En matière d’addiction, il est un principe trop peu connu et raconté. C’est celui du pharmakon. Il nous invite à comprendre toutes les subtilités qui font d’une substance un poison et un remède tout à la fois. Pour que le principe agisse, il s’agit de croire en une réalité très simple : celle de l’attention portée aux expérimentations individuelles et collectives qui définissent des usages, et au partage des connaissances qui les fondent.
Ils se trouvaient tous dans cette vaste pièce au plafond haut immaculé. Au sol, des tapis persans aux couleurs chatoyantes recouverts de toutes sortes de coussins bariolés, conféraient à la pièce une atmosphère feutrée. Une grande bibliothèque dont les rayonnages étaient couverts de livres et une table en chêne constituaient les seuls meubles. Devant les fenêtres se déployaient un énorme caoutchouc ainsi que des ficus et des draecena.
Dehors, on apercevait un jardin un peu sauvage, plein de mauvaises herbes enchevêtrées.
C’était la tombée du jour. Le nganga avait amené trois seaux qu’il avait posés dans un coin.
John, Florence et Vincent, dit « Casper », étaient assis sur des coussins, tandis que le nganga, le guérisseur, préparait le Bois sacré. John, surtout, semblait un peu nerveux. Il se rongeait les ongles à sang, mordillant méticuleusement chaque envie. Florence parcourait distraitement les pages du petit guide de préparation au rituel que l’association leur avait procuré.
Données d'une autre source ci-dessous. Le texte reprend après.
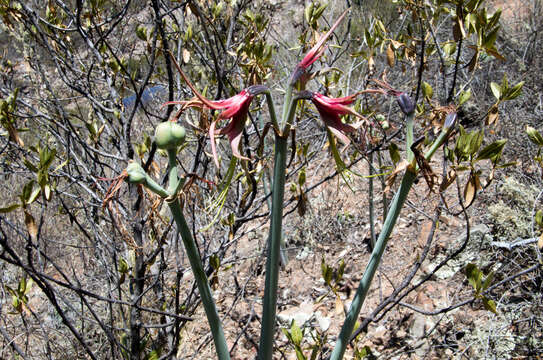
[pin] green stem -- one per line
(409, 136)
(437, 143)
(271, 108)
(195, 261)
(354, 310)
(173, 179)
(370, 200)
(269, 308)
(201, 281)
(274, 251)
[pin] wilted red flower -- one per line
(235, 107)
(330, 110)
(315, 52)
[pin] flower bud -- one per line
(136, 174)
(169, 135)
(406, 103)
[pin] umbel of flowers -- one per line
(169, 136)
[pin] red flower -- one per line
(330, 110)
(235, 107)
(315, 52)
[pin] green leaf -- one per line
(123, 266)
(464, 96)
(141, 32)
(475, 141)
(427, 90)
(496, 90)
(472, 272)
(296, 333)
(488, 280)
(449, 48)
(492, 151)
(215, 262)
(318, 12)
(394, 152)
(301, 177)
(534, 135)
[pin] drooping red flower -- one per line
(330, 110)
(235, 107)
(315, 52)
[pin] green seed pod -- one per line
(136, 174)
(169, 135)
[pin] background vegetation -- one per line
(81, 85)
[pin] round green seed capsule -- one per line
(169, 135)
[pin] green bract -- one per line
(169, 135)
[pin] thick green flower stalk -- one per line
(407, 106)
(169, 136)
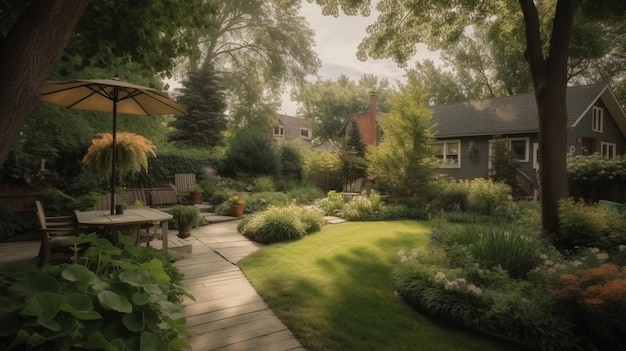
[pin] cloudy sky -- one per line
(337, 39)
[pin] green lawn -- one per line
(333, 290)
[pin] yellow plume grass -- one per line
(132, 153)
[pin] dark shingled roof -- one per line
(507, 115)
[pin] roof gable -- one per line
(513, 114)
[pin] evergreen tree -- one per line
(203, 123)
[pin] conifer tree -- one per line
(204, 122)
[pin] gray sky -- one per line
(337, 39)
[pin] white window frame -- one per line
(508, 142)
(281, 131)
(308, 132)
(608, 150)
(445, 161)
(597, 119)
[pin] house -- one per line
(466, 132)
(290, 128)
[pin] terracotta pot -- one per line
(236, 210)
(184, 230)
(195, 197)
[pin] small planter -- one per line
(195, 197)
(237, 210)
(184, 230)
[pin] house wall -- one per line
(476, 165)
(583, 129)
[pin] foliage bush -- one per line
(263, 184)
(332, 204)
(513, 309)
(305, 193)
(110, 298)
(480, 196)
(278, 224)
(590, 225)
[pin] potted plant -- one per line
(195, 194)
(185, 216)
(237, 205)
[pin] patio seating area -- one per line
(228, 314)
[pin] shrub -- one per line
(596, 297)
(332, 205)
(594, 226)
(278, 224)
(515, 310)
(263, 184)
(479, 196)
(305, 193)
(113, 298)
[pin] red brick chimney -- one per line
(373, 137)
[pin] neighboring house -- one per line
(290, 128)
(367, 123)
(465, 132)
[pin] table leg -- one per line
(164, 231)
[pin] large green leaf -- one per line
(133, 321)
(97, 341)
(80, 274)
(135, 278)
(115, 302)
(45, 306)
(35, 284)
(80, 307)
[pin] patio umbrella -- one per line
(110, 95)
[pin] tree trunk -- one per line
(29, 53)
(550, 84)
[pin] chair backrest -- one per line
(104, 203)
(184, 181)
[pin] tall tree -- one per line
(328, 103)
(35, 33)
(257, 46)
(29, 49)
(204, 122)
(403, 23)
(403, 161)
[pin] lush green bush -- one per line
(332, 204)
(278, 224)
(513, 309)
(263, 184)
(590, 225)
(479, 196)
(110, 298)
(305, 193)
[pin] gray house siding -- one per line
(581, 135)
(516, 117)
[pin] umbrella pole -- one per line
(114, 156)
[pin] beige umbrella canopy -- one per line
(110, 95)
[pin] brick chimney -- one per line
(373, 129)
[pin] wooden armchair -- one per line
(55, 232)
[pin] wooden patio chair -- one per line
(55, 233)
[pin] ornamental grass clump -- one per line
(278, 224)
(133, 151)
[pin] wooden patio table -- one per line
(130, 216)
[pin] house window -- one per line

Casper, lui, regardait fixement devant lui, comme absent.
John avait un peu peur. Il n’avait pas complètement respecté les consignes. Il n’avait arrêté l’alcool que trois jours avant d’arriver. Par contre, il avait rigoureusement respecté les conseils alimentaires et avait bu ses deux litres d’eau par jour pendant deus semaines. Il avait aussi, pendant toute une semaine, scrupuleusement noté sur un cahier toutes ses pensées, histoire de se préparer au grand voyage intérieur.
Le nganga s’activait à la table, pillant les morceaux d’écorce de l’Iboga.
Ils avaient marché dans la forêt voisine tout l’après-midi, sans parler, en tentant de s’imprégner de la nature environnante. Des bruits, des sons, des textures.
Le rituel allait bientôt commencer.
Ils allaient bientôt ingérer le Bois sacré.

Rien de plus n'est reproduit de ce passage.